There is a rather large gap in our travels, unfortunately due to Anne's emergency surgery September 29th of 2009 but who is counting? Three lovely weeks in the hospital, another nine months recovery at home before the event ceased to be a prominent factor in our lives. To celebrate, we bought a new truck and headed for San Francisco. We stopped in San Jose on the way back, as silver tongued, adorable Bryan Yoshida sweet talked "Sharry Anne" into singing her parts for a new recording of some songs Old Forest did way back when. That is how we find ourselves on the road again a few weeks later, this time we are headed down Memory Lane.
Paul Mooney, one of the many members of the San Jose garage bands of the seventies now lives and gardens in the surrounding Los Gatos mountains. The years we spent hitch hiking over or exploring those hills and shady forest roads? Oh my. Well, Paul is blessed to now live deep within them, and I do mean deep. Eighteen odd years ago he created the first Longstock on the property named Longridge, and has been annually gathering his old music buddies ever since. An incredible feat, so much work, and he does it year after year. He and his wife Susan have the blessings and sincerest thanks from so many for getting us all back together,
We started off a bit late, having developed the lazy habit of sleeping in since David retired last June. Set the new house alarm, gulp, breakfast, gas up (39 gallons, ye gods and little fishes) water, snacks and we head out over the wildlife waterlands. The GPS served us well with the address once we left infamous Highway 17 on Summit Road (memories flood in starting here), and the little white Longstock signs direct us easily. Paul's instructions include, "when you get lost call XXXX." The sounds of a band playing warms me to the heart as we wander down the shaded, redwood tree and car lined mountain road to the house and a small, cozy version of Woodstock is lazily blossoming on a large lawn next to a log cabin style house surrounded by lush, woodsy gardens. I rarely feel envy, but I sighed a lot just then.
The Webber Brothers are playing (flashback, flashback), there is Jim and Taru looking incredibly content, and Bryan with that grin. There is Tom, Robbie, Kim, unmistakable even after all these years. Paul, and Steve Haruta. Steve Haruta?? Oh my. I catch the very end of Steve playing with Max and Kathy, spot John and Kathy on the lawn, learn I missed hearing Macajo, but I spy my beloved lion and we catch up for a few minutes after, during and before more hugs. Ah, life is good. Very surreal to be here, I would not have missed it for the world.
Off to Capitola to check in the the Capitola Inn, dinner debates that end in Sanderlings at the Seascape Resort in Aptos. Cough. We discovered the pretentious level outside real value where prices become frivolous, and we aren't comfortable there. Besides being difficult to find if you are not aware it is actually within the resort lobby, it was borderline absurd. Great salt tank aquarium though. The maitre de asked our last name, input it into his computer, then asked for our first names, input those, asked if it was a special occasion, then said, "He probably does not want to share his phone number?" I laughed, my expression must have said, "Damn good guess" and David said, "No, we just want to eat." We were seated promptly after that, and the meal was definitely a disappointment. You would think that the higher end establishments with higher pricing means higher meal quality and service. Silly me.
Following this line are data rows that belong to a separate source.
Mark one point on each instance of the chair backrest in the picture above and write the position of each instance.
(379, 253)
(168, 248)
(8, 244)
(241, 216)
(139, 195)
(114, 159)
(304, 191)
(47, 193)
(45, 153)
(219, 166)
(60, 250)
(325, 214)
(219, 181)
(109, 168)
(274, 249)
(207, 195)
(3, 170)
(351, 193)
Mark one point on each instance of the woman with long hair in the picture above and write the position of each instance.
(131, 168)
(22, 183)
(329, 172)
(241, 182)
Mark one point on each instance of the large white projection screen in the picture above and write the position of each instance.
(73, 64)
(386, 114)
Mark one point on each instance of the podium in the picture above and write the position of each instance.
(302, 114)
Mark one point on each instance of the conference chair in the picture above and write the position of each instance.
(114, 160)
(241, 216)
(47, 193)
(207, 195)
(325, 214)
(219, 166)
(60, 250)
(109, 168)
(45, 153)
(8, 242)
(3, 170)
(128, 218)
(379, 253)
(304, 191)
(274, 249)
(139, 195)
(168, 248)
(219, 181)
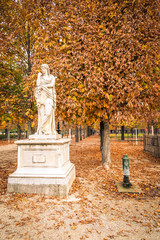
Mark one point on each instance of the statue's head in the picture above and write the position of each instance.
(45, 67)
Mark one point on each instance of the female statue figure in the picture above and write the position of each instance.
(45, 95)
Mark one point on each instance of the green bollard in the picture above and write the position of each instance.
(126, 182)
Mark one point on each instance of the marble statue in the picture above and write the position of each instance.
(45, 95)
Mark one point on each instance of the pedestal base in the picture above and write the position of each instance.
(43, 167)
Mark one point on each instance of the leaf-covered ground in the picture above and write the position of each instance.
(94, 208)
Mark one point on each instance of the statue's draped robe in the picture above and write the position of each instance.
(46, 102)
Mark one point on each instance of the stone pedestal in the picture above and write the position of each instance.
(43, 167)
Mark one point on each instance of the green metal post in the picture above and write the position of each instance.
(126, 173)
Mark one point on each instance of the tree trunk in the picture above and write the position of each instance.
(6, 133)
(101, 134)
(80, 133)
(122, 133)
(19, 131)
(84, 134)
(76, 134)
(105, 141)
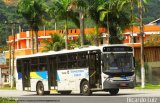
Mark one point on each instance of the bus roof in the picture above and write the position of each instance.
(70, 51)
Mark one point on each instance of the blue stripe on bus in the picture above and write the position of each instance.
(57, 77)
(19, 75)
(39, 75)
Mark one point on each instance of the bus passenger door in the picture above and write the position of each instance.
(26, 74)
(94, 69)
(52, 72)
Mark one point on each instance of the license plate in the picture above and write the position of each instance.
(123, 84)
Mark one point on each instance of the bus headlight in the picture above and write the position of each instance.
(131, 78)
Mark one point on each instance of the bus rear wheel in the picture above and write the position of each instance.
(65, 92)
(40, 89)
(85, 89)
(113, 91)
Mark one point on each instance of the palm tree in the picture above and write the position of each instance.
(116, 13)
(56, 43)
(34, 13)
(93, 12)
(79, 6)
(60, 11)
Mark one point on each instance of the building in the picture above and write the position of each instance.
(23, 39)
(149, 30)
(4, 75)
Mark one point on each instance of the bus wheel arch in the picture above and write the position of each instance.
(113, 91)
(40, 88)
(84, 87)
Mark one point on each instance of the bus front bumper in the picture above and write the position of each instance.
(118, 84)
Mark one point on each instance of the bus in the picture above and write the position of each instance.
(84, 70)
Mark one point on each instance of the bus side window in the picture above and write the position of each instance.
(42, 63)
(82, 59)
(62, 62)
(72, 60)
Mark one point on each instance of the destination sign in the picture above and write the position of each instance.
(117, 49)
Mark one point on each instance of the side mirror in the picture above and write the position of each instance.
(134, 62)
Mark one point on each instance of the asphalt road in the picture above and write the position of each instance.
(124, 96)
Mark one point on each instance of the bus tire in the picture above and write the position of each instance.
(46, 92)
(113, 91)
(40, 88)
(85, 89)
(65, 92)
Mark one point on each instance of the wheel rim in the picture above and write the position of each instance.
(85, 88)
(40, 89)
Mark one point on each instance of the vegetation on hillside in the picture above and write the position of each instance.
(8, 12)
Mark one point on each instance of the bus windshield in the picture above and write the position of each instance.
(117, 62)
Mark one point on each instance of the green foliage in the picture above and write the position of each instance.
(152, 40)
(7, 100)
(8, 13)
(138, 70)
(57, 43)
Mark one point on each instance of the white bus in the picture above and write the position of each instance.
(86, 70)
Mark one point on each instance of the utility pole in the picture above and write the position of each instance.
(142, 45)
(12, 51)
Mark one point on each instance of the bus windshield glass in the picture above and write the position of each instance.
(117, 62)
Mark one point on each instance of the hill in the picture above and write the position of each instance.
(8, 13)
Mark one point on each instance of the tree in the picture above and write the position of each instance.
(60, 11)
(79, 6)
(56, 43)
(93, 12)
(34, 12)
(117, 15)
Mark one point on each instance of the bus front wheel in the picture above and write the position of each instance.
(40, 88)
(85, 88)
(113, 91)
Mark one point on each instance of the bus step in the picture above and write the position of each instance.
(27, 88)
(53, 91)
(54, 87)
(96, 89)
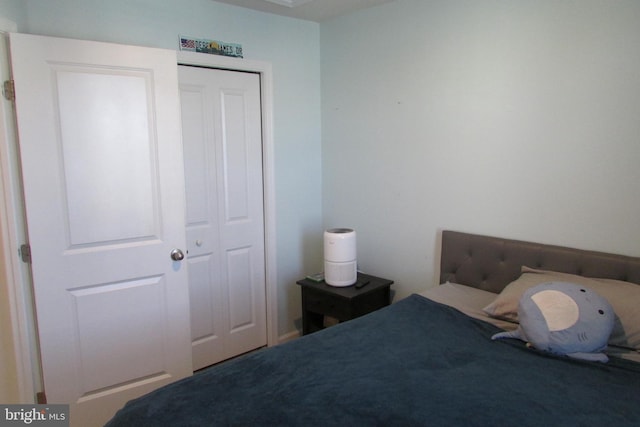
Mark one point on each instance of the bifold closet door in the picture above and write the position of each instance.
(222, 138)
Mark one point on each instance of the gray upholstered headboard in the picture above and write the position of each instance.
(491, 263)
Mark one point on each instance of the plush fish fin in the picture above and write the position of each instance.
(591, 357)
(512, 334)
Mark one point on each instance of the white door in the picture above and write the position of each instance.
(222, 133)
(100, 142)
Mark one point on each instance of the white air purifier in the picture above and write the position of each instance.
(340, 266)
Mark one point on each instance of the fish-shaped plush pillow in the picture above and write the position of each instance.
(564, 319)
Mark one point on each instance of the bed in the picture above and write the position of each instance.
(429, 358)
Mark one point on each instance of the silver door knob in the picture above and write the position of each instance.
(177, 255)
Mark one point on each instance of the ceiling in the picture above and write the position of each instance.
(310, 10)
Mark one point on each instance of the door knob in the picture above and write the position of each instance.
(177, 255)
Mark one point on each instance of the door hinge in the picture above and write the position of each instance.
(25, 253)
(9, 90)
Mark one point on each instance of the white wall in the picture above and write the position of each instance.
(290, 45)
(511, 118)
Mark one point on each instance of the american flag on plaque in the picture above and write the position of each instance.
(215, 47)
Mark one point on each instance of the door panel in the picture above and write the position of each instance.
(222, 135)
(101, 153)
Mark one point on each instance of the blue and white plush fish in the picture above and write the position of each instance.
(564, 319)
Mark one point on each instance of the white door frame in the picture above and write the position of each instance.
(266, 94)
(16, 274)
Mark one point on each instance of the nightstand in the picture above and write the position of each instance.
(342, 303)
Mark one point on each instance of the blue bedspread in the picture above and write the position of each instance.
(414, 363)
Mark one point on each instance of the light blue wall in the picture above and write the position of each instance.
(290, 45)
(510, 118)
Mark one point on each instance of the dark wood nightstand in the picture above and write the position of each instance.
(342, 303)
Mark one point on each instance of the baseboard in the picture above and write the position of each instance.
(290, 336)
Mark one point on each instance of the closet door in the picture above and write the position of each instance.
(222, 137)
(101, 154)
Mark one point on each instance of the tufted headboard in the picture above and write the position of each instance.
(491, 263)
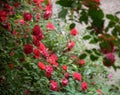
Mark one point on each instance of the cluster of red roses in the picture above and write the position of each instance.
(108, 50)
(40, 49)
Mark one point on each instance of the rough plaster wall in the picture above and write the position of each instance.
(109, 7)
A restless night, we miss our bed. The shower is good, coffee, hair dryer, frig, microwave, location, parking, room size and huge bathroom, long roomy bathroom counter, hefty lush towels, all good, all wonderful. The horrible bed (I swear we slept on an old sagging box spring that made noise all night) and the distance between the bed and the tv (want me to grab the binoculars from the truck, babe?) sadly ruined our returning. But, they do allow pets.
There is a reason Hoffman's Bistro in downtown Santa Cruz constantly has a waiting line, we think it is because it is better than the surrounding establishments, despite the very long wait to be spoken to or served anything to drink. We even managed to buy a few cookbooks across the street while waiting to be seated. Finally a girl approached to say, "I guess I am your server." David wanted to reply, "I guess we are your customers" but he held his tongue. The food was good, a bit bland, but the meal is satisfying and we return to Logos Books and Records to buy more used cookbooks. We relieve the Om Gallery of a great guru style shirt and a stunning silver tree of life necklace. The lotus flower lights are gorgeous, but I cannot for the life of me think of one place I could fit one. Bummer. A short wander around down town and we head to Peet's for tea and head home.
Oh wait, we have to stop at the nursery in Watsonville, Sierra Azul. Oh dear. The sculptures are incredible, phenomenal. I want the four foot dragonfly but David scowls at the thirteen hundred dollar price tag. Hummers sit and talk to you, pose and drink from the largest collection of salvias, penstemons and nectared flowers I have ever seen. The suitcases are tossed in the back of the truck while the cab is filled with plants, including a contorted filbert, helleborus, heliotrope, penstemons, mallow, lamium, cestrum, even a pineapple sage.
We watched as the odometer turned 1000 miles on Turner Island Road on the way home.